今年もっとも好きな語りだったのが、バーナディン・エヴァリスト『少女、女、ほか』(渡辺佐智江 訳)。
1890年代から2010年代後半の英国で、黒人の血を引く女性たちとノンバイナリーの12人が、一章ごとに視点人物となり各人の生が語られてゆく群像劇。
台詞には鉤括弧が無く、一人称と三人称がしょっちゅう切り替わり、文にピリオドが付かないままに勢い良く進んでいく。独特な語り方なのだけど、ものすごい没入感だった。
人種、セクシュアリティ、教育、階級、女性蔑視など、時に重なり合うそれらの抑圧に苦しみ打ちのめされ、食いしばって生きる12人の過去から現在。

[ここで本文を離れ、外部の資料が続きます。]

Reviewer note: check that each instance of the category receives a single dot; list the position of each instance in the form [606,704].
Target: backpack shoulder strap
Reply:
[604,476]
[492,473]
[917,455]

しかし抑圧や暴力に傷つきもがくと同時に、12人ともが皆それぞれ内面に、別の属性へ対する見下しや偏見に基づく無自覚な差別心を持っている。
どんなに近しい関係性でも他者の内面を見通すことはできないし、良いことであれ悪いことであれ真に分かり合えることもない。
哀しいしやるせないけれど、完璧な人間など誰ひとり出てこない、それらの描きようが素晴らしかった。今年のベスト本です。